In Luke, that wild man of the wilderness-- John the Baptist-- boldly calls out those hiding behind their identity as descendants of Abraham. I don't know about you, but my impulse is to turn away from images of " brood of vipers" and scripture with metaphors of " being thrown into the fire." John the Baptist comes across as downright mean-- even punitive. But, maybe we can move through that to see that John is simply " afflicting the comfortable"--much the way protests to end the gun violence in San Francisco may afflict our faith, and our moral conscience-- yours and mine --and the moral compass of our city leaders and those in blue uniforms who take an oath to serve and protect.
John the Baptist was a truth-teller. He says that it's not blood ancestry that identifies a person or a community as beloved people of God. He boldly says that beloved people of God are those who live out their faith in action by how we treat one another. By sharing our resources. And those who have the most bear good fruit by sharing with those who have the least.
Preparing for the Christ means turning away from what is life-denying-- gun violence. It's not enough, John says --to rest in the comfort of rituals -- or to stay in our comfort zone. I don't know about you, but I need truth- tellers who care enough about me to " afflict my comfort level". Who call me out-- gently-- when my behavior doesn't line up with my faith. Truth- tellers call us to be our best selves in service to the most vulnerable in our community. To let go of our self- interest and self- preservation to seek and DO what is best for the common good.
The Reverend Diane Weible, Conference Minister for my denomination the United Church of Christ, joins with Bishop Marc Andrus in issuing a call to me to join with St. James and all people of faith and good will to embody faith in action to end gun violence to usher in peace and justice.
St. James, there ARE actions we can take together to birth anew the light of Christ and peace.
Write our mayor, asking him to take action to end gun violence. Call your Congress leaders letting them know you support background checks for all gun purchases. Peacefully join in prayer vigils protesting the death of young men by gun violence.
My friends, dare to imagine a San Francisco where one day not one more person dies from gun violence. We CAN be joyful, as Isaiah calls us to be. We CAN sing because of what is to come but is not yet-- a city of reconciliation and peace. A city where not one more mother's son like Mario Woods dies from gun violence - where not one more father's daughter, like Kate Steinle, dies from gun violence. A nation where not one more group of good people at a Bible Study die from hatred and gun violence and not one more group of public servants lose their lives to automatic weapons.

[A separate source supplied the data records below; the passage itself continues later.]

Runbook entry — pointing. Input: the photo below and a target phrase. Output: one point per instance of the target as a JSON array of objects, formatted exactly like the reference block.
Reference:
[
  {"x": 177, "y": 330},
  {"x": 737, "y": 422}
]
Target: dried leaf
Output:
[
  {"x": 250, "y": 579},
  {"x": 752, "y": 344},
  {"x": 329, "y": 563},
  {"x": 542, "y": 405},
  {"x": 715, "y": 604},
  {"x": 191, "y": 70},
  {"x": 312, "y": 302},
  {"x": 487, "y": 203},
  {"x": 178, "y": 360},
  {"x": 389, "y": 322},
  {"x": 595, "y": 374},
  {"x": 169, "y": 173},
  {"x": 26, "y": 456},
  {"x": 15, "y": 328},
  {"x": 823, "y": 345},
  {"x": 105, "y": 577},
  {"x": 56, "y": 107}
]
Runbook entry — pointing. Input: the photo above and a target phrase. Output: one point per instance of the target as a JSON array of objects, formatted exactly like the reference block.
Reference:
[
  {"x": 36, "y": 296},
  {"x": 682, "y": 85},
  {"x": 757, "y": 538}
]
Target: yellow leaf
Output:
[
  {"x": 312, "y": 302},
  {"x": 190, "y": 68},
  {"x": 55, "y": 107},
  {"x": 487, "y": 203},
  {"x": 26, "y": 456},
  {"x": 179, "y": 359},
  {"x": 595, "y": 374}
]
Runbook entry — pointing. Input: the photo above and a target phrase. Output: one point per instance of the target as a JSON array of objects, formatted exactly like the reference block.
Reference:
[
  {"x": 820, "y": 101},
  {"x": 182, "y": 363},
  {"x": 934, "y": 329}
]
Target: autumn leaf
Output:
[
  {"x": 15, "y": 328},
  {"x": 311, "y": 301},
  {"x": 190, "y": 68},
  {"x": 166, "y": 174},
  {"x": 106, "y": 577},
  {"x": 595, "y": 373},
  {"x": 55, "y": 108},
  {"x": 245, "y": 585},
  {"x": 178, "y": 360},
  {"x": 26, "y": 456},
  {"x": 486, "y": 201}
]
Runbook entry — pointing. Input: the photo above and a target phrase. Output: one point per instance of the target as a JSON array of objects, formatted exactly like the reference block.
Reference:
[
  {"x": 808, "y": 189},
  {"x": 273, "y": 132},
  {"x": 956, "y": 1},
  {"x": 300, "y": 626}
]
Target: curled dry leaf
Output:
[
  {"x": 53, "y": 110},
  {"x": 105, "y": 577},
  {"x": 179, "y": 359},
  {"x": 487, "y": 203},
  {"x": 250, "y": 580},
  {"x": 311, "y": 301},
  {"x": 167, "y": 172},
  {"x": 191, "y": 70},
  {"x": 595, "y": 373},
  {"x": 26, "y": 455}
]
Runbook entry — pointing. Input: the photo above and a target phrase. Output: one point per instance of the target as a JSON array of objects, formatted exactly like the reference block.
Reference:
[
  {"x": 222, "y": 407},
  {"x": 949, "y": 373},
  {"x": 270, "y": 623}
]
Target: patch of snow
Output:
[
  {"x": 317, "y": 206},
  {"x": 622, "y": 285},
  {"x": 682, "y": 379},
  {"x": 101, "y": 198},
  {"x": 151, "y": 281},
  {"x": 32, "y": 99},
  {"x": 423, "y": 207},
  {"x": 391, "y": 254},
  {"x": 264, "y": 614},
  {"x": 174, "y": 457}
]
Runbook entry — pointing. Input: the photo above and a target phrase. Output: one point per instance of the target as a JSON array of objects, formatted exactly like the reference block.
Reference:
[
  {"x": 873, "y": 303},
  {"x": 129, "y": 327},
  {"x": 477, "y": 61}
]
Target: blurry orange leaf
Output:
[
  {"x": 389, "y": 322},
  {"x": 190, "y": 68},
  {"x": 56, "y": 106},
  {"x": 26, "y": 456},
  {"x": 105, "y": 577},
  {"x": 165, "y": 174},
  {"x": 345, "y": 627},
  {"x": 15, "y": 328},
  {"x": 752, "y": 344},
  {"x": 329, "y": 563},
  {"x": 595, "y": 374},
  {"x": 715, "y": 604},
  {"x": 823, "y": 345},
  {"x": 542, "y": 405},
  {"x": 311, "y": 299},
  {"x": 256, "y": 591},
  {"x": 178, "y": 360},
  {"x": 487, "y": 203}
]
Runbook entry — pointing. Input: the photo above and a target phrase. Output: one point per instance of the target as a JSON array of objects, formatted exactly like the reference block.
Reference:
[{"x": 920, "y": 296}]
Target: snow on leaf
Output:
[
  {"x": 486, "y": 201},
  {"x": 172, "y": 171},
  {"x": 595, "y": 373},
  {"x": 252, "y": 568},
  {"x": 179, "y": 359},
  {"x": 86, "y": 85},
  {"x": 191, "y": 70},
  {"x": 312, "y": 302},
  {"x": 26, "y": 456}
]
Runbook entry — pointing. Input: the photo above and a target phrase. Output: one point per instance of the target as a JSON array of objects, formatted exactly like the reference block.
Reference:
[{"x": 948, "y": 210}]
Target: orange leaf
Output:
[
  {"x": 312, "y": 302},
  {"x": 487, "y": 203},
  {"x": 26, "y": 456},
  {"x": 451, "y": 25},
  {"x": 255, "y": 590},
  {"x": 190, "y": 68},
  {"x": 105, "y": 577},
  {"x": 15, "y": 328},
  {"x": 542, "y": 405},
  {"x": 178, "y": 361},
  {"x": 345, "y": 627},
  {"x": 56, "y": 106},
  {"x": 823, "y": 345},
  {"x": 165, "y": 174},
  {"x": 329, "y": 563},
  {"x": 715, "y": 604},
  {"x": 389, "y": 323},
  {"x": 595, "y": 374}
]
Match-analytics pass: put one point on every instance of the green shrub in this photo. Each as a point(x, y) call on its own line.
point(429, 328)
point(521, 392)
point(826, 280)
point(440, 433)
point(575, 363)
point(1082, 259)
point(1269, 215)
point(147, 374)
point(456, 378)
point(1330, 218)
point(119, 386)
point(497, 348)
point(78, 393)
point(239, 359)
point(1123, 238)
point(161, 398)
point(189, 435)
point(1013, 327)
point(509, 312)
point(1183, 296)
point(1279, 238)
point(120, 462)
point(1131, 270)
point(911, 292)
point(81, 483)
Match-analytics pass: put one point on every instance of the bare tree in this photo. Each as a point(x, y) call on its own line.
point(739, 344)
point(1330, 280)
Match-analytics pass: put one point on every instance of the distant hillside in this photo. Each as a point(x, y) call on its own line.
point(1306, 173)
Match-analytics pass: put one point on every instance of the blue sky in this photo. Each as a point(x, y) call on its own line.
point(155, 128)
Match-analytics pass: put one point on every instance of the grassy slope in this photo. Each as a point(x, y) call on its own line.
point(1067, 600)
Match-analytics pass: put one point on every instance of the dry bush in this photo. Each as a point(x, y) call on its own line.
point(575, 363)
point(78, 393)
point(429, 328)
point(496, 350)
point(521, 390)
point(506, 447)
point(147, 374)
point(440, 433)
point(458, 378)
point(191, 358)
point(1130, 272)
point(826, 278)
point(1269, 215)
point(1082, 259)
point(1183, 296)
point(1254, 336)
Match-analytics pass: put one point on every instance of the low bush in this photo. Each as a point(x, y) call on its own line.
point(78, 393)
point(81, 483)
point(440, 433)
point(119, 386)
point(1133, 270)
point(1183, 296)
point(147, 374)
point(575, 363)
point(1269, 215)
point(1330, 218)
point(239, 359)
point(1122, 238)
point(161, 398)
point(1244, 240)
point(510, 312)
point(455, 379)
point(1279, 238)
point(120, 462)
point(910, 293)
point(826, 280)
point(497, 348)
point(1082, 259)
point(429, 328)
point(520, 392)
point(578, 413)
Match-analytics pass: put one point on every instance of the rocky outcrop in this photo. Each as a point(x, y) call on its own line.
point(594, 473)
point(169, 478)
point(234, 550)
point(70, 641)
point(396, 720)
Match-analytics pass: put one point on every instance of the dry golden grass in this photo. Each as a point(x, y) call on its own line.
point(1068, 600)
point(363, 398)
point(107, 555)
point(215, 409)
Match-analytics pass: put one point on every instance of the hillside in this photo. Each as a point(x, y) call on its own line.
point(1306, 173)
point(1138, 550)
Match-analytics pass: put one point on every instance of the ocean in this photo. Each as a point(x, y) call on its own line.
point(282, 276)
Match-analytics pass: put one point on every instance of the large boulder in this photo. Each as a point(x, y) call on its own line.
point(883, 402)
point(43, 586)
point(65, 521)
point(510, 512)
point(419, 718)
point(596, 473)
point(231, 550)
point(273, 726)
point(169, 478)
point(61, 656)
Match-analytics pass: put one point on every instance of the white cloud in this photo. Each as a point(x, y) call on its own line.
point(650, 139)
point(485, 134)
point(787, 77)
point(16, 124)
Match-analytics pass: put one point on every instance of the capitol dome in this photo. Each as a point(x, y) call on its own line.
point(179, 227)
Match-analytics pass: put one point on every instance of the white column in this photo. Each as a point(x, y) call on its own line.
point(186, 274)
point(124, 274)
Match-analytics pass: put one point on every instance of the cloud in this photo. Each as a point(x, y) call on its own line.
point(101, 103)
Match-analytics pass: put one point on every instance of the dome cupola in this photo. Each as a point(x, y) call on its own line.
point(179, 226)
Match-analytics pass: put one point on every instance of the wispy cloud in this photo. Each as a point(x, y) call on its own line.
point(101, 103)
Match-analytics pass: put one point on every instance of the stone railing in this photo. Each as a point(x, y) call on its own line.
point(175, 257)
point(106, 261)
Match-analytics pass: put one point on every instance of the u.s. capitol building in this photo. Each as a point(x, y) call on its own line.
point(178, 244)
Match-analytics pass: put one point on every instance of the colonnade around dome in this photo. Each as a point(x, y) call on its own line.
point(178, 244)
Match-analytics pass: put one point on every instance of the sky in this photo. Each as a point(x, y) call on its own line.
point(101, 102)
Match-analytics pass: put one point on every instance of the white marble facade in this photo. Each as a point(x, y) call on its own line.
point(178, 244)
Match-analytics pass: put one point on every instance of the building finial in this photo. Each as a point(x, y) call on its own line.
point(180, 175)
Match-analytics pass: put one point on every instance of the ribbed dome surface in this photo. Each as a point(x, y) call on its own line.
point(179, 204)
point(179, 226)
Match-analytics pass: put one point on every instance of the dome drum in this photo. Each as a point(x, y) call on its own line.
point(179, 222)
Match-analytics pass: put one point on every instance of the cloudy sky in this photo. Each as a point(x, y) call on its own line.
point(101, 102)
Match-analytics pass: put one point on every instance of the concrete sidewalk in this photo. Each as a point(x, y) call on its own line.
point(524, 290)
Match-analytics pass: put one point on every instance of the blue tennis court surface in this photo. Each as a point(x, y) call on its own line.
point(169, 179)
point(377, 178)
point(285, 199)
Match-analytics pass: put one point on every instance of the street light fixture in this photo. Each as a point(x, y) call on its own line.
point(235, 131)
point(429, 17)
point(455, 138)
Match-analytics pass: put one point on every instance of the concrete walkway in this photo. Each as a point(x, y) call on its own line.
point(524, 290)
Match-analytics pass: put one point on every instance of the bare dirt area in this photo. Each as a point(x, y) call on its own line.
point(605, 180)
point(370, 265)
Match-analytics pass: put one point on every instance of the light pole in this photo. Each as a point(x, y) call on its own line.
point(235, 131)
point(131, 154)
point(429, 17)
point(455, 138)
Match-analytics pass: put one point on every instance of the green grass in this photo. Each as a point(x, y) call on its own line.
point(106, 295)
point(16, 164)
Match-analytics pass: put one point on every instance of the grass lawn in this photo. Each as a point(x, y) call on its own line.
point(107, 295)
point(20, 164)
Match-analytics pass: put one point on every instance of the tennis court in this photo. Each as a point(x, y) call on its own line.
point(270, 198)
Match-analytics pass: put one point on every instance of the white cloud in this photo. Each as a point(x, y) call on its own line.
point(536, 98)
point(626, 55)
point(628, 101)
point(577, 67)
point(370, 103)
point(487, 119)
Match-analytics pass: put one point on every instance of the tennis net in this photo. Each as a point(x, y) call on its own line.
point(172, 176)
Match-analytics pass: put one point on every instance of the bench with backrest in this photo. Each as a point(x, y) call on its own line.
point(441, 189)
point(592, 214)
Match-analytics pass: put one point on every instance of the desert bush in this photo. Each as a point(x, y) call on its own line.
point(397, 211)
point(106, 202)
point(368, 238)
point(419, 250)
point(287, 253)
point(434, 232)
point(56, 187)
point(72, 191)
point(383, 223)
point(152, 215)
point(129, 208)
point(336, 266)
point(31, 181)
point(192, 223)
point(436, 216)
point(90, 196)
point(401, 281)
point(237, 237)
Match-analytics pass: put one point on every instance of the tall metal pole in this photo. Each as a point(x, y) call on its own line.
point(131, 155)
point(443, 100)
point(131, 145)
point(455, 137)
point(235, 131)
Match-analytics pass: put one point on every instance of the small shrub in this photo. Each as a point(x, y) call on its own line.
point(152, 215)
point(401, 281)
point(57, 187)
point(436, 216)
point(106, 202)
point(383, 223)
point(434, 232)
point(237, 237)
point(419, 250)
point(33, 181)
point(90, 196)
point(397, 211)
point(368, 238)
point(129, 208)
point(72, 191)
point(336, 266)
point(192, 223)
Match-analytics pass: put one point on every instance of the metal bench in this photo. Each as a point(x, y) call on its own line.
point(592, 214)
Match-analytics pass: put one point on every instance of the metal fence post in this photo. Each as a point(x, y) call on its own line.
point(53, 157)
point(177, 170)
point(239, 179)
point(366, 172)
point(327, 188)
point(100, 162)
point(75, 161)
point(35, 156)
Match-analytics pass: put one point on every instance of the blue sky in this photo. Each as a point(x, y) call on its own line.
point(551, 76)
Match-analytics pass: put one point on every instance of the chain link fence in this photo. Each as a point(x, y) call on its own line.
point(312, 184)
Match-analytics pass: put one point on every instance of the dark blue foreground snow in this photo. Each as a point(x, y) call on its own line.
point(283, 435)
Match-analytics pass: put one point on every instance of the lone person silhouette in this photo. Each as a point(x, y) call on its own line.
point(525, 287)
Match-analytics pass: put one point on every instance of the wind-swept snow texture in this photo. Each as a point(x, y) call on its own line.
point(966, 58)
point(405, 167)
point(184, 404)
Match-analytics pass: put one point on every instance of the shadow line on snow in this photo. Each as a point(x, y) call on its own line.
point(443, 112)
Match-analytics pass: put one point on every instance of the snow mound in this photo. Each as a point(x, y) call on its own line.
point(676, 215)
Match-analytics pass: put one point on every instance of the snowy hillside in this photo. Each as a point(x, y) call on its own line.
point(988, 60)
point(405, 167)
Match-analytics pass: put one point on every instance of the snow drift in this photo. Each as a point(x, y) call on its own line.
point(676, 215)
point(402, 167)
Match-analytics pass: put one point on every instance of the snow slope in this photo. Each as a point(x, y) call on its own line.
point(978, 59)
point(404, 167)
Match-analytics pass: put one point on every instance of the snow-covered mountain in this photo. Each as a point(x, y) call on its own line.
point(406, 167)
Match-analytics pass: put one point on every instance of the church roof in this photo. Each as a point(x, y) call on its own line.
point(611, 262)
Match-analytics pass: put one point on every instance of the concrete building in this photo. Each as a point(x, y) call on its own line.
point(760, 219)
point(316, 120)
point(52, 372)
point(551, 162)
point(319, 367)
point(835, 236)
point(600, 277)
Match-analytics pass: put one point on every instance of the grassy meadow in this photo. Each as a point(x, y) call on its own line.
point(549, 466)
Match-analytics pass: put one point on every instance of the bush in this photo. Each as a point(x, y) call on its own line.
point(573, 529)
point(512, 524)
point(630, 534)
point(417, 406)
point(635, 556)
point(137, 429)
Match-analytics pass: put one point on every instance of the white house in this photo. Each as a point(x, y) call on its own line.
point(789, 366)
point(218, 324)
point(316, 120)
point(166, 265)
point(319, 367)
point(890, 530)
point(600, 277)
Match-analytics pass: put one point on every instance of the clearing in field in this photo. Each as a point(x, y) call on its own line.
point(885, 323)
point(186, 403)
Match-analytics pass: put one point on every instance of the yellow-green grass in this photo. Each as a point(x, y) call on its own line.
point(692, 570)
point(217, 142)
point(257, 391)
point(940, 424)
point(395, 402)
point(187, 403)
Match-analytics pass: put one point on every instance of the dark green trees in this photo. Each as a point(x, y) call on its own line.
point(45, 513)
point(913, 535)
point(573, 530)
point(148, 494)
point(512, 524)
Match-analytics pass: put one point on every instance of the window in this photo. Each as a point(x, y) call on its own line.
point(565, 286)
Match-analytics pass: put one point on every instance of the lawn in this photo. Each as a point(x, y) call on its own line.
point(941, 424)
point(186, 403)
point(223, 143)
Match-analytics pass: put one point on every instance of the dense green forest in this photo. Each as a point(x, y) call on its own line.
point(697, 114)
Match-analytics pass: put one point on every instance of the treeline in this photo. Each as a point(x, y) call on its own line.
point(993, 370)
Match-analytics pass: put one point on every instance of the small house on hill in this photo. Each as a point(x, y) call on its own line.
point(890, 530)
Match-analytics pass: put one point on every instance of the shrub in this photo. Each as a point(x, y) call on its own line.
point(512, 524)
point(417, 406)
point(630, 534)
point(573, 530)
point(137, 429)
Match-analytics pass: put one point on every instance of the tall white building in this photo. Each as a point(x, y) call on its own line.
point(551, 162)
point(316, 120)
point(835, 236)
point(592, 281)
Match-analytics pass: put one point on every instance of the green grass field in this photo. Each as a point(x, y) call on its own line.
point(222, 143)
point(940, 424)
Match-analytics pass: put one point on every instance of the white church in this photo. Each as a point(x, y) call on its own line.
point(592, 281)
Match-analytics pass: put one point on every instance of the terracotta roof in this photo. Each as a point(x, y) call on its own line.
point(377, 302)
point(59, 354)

We CAN, --as St. Paul urges us-- " let our requests be known to God" and let go of anxiety and violence to reach across our differences to build a city and nation of peace.
We CAN. We WILL-- together. We MUST. Because the Christ is in our midst. Christ is ready to walk beside us to re-imagine and rebuild our city and our nation into a place where not one more life is lost from the violence of a gun. May it be so. Amen.